(Missouri Digital News) -- This November, Missourians will vote on whether to approve a cigarette tax hike.
The initiative, Proposition B, would put an additional 73 cents per pack tax on cigarettes, increasing the total state tax to 90 cents per pack. Missouri currently has the lowest tobacco tax in the nation at 17 cents a pack.
Prop B is estimated to bring in $283 million to $423 million a year, according to an estimate from the state auditor. The proceeds would be divided between K-12 education, higher education and tobacco prevention and education programs.
Supporters of Prop B, like Rep. Chris Kelly, D-Columbia, said increasing the tax will discourage smoking in Missouri and provide important education funds.
"For potential teenage smokers, there's a strong correlation between price and starting to smoke. And so, we know the tax will produce revenue that we need, and we also hope that it will discourage teenage smokers," Kelly said.
Ron Leone, executive director of the Missouri Petroleum Marketers and Convenience Store Association, said Prop B's 760 percent cigarette tax increase is devastating.

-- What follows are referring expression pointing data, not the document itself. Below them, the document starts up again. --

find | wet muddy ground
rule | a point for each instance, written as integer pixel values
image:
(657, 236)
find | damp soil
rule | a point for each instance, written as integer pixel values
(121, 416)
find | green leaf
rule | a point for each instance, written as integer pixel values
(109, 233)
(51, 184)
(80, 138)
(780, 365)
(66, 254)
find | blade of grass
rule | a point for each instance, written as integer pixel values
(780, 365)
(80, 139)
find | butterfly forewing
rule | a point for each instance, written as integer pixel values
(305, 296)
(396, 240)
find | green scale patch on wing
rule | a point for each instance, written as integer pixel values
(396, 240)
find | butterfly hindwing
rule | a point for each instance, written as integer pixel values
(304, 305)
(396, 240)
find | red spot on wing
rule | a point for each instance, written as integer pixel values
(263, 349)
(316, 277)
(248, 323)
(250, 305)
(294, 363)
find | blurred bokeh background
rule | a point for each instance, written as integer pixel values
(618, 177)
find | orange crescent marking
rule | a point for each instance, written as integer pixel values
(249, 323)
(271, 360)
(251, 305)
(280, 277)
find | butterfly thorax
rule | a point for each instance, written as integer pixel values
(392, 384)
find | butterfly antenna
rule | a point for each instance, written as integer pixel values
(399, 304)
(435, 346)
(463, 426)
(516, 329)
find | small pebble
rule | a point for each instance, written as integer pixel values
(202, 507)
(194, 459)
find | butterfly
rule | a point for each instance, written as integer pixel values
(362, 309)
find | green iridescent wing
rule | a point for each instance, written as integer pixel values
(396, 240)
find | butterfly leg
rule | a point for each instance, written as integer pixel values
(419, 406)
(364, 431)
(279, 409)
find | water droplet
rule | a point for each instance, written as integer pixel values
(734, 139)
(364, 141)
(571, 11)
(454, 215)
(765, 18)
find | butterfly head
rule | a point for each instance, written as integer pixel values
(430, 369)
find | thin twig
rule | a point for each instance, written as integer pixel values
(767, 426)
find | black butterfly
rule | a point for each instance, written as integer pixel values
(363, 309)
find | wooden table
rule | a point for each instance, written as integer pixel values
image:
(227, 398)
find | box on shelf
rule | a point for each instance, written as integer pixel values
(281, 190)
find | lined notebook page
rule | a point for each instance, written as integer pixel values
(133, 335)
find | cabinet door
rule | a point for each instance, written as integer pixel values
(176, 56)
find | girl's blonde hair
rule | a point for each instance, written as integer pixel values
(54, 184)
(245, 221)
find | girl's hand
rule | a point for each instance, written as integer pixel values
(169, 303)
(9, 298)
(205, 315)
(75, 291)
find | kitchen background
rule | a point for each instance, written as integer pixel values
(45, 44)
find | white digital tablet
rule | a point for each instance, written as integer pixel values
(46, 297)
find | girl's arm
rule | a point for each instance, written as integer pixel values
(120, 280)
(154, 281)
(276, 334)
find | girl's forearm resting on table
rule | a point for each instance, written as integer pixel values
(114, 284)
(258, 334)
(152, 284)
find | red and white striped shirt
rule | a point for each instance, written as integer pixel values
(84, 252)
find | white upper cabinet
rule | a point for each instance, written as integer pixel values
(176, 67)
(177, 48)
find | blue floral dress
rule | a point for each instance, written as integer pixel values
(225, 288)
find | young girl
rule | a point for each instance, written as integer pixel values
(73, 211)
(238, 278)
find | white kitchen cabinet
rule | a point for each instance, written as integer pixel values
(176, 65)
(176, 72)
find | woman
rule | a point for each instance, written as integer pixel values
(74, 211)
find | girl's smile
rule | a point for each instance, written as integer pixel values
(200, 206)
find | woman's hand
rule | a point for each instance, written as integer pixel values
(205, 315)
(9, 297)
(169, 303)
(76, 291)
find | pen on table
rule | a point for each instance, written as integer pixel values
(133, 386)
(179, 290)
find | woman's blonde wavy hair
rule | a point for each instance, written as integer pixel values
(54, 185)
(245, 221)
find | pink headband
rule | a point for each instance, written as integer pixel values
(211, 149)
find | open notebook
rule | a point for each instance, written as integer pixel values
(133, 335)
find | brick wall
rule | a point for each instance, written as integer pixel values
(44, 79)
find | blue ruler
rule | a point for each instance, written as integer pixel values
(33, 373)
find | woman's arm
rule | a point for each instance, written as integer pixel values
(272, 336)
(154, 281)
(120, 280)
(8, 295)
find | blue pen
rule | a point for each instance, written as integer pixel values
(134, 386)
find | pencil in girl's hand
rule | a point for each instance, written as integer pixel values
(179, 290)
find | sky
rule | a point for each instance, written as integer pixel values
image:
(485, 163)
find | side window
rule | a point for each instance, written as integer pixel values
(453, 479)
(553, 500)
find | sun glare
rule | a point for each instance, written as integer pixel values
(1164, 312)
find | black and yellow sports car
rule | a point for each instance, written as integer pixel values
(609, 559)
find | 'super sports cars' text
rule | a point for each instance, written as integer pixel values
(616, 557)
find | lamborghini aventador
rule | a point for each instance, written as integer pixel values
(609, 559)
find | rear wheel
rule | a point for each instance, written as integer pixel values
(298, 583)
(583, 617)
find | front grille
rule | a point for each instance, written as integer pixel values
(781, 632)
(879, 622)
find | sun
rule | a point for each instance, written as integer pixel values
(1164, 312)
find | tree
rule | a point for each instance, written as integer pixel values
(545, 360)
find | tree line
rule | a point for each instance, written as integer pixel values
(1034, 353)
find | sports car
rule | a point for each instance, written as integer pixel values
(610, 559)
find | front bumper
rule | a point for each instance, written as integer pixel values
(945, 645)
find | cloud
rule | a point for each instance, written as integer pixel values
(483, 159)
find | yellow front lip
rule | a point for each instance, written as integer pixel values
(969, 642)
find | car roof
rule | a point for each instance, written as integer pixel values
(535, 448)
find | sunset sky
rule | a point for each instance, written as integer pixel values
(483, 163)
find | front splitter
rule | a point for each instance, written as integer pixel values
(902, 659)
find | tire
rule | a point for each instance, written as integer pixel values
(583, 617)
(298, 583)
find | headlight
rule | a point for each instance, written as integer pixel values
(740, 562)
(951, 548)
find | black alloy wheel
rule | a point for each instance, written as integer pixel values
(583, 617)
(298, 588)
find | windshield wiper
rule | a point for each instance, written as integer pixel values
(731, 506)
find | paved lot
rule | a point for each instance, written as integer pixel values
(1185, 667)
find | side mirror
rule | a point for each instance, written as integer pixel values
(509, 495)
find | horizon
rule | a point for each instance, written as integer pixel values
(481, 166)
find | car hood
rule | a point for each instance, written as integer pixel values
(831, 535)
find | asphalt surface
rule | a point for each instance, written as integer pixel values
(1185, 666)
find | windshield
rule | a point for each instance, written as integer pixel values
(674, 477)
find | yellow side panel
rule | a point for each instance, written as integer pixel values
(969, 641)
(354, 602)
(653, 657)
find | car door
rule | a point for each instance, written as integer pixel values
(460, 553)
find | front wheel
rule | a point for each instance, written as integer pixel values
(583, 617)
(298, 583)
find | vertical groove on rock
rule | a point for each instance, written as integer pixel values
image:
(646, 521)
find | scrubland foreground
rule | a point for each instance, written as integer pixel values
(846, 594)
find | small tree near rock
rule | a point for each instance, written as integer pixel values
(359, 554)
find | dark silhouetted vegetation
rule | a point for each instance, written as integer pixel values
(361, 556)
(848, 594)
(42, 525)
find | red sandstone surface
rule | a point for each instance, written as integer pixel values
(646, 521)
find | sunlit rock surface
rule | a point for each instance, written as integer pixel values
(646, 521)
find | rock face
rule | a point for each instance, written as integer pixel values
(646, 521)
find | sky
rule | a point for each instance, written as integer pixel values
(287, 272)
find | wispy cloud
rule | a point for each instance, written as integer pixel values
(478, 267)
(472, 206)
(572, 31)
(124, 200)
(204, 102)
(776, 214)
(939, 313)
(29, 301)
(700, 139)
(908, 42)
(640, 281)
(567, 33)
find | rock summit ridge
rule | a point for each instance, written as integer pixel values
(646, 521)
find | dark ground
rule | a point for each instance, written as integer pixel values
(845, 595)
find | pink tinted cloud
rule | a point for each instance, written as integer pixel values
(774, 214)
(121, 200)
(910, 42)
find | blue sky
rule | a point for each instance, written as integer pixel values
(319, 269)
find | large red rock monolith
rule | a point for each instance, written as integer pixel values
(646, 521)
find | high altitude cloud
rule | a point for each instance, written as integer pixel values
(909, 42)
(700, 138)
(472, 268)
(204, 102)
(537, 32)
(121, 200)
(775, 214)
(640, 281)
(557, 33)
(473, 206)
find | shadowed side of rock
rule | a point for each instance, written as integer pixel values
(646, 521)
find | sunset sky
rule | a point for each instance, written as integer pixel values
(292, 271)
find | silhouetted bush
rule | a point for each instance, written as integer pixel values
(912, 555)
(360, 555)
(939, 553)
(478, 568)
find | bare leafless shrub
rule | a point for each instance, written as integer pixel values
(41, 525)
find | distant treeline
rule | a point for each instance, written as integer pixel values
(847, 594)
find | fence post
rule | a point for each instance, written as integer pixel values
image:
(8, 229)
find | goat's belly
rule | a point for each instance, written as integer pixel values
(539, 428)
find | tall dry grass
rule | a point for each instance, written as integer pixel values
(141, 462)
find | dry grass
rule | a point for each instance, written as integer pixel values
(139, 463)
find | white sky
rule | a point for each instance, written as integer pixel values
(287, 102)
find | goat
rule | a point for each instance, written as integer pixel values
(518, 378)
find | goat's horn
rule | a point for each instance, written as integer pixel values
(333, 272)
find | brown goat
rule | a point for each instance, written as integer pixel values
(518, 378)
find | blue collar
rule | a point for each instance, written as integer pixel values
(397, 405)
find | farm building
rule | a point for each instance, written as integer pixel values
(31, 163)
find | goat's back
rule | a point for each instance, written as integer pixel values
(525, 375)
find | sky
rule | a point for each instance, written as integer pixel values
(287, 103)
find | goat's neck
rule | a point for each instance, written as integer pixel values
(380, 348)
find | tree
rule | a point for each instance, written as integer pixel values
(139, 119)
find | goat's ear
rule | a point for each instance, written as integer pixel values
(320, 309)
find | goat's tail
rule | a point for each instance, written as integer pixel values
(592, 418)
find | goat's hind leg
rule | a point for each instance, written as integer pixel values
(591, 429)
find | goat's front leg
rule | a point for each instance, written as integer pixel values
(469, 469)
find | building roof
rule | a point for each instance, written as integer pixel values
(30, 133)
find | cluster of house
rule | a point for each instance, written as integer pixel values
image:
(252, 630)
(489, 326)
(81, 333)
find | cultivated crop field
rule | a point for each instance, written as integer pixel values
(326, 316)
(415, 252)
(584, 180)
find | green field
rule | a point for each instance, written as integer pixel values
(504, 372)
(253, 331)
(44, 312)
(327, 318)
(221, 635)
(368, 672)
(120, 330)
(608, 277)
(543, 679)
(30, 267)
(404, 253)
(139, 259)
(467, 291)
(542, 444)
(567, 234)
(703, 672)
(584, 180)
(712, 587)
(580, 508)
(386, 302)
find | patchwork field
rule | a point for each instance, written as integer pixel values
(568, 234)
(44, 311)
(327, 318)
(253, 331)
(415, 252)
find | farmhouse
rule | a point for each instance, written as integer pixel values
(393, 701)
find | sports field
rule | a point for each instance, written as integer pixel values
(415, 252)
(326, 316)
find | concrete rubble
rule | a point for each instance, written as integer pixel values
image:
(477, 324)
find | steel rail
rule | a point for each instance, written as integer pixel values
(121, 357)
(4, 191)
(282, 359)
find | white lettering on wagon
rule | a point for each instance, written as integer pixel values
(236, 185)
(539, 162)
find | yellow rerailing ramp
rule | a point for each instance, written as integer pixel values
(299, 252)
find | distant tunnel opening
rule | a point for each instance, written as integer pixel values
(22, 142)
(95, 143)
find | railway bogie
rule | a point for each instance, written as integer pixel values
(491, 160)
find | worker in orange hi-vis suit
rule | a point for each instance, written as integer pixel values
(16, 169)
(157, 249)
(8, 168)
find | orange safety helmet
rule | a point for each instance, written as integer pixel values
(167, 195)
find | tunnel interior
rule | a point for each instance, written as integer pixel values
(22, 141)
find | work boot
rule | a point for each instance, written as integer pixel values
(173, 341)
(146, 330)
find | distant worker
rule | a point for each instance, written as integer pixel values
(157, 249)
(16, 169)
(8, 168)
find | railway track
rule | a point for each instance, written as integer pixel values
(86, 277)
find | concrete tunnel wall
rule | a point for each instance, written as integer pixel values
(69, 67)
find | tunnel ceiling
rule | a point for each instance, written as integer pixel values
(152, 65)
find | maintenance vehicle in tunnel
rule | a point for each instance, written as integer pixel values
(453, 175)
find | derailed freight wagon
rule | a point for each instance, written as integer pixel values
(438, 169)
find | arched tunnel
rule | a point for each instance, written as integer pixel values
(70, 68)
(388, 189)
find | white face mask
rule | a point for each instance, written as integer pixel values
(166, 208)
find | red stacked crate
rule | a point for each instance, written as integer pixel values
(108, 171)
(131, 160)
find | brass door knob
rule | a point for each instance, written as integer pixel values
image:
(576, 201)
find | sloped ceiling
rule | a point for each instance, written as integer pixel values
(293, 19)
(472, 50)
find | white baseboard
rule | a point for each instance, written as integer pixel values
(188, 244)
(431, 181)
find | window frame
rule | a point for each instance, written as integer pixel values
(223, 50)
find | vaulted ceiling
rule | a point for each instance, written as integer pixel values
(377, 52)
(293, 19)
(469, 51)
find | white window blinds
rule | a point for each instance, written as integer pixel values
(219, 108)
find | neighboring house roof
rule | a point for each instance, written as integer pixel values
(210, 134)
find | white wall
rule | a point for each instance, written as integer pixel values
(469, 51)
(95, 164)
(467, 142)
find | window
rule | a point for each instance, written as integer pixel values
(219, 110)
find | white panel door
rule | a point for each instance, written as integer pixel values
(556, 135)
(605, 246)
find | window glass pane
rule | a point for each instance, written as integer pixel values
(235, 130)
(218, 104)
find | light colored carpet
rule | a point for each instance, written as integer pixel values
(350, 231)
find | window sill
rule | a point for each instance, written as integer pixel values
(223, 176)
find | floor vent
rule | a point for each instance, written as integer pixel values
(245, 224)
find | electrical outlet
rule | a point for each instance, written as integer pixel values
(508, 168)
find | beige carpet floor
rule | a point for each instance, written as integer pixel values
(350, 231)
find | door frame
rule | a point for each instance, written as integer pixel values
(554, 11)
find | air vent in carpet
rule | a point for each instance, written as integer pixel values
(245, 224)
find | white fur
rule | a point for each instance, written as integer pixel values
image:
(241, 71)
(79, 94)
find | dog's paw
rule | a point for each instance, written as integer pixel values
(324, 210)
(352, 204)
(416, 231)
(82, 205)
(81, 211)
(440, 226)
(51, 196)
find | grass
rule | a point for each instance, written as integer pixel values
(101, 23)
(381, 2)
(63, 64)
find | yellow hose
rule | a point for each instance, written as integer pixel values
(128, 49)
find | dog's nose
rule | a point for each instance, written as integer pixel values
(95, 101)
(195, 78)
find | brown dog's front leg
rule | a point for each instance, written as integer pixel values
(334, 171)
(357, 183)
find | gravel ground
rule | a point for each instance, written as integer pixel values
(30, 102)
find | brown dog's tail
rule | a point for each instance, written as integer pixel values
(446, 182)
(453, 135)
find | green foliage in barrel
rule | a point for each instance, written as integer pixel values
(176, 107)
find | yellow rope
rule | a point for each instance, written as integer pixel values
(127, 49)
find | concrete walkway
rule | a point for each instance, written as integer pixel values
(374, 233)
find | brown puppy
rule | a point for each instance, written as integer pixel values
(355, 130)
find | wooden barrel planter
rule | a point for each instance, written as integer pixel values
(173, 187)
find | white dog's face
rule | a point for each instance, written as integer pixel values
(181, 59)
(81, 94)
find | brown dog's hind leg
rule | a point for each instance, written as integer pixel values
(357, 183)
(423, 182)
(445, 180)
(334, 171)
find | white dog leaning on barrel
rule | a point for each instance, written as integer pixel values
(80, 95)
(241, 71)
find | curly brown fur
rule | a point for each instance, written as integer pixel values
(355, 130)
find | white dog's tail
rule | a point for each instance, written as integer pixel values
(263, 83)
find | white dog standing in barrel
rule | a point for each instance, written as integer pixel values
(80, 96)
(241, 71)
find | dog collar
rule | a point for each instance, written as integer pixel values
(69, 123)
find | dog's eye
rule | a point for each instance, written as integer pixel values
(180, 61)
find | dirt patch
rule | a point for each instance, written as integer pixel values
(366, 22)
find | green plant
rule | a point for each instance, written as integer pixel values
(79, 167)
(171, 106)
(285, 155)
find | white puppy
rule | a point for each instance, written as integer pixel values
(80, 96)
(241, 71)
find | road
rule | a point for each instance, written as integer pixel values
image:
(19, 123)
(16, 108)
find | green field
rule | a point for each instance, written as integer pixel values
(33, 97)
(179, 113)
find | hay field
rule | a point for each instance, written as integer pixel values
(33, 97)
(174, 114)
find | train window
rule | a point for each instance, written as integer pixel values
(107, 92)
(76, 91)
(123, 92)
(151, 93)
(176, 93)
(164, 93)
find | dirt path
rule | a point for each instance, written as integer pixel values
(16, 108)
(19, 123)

"It will hurt Missouri consumers, it will force small businesses to close, it will cause people to lose their jobs and it will generate less tax revenue for local and state coffers that are already stretched thin because of the great recession," Leone said.
Twenty percent of the proceeds from the tax would go toward tobacco abstinence programs, 50 percent for K-12 education and 30 percent to higher education.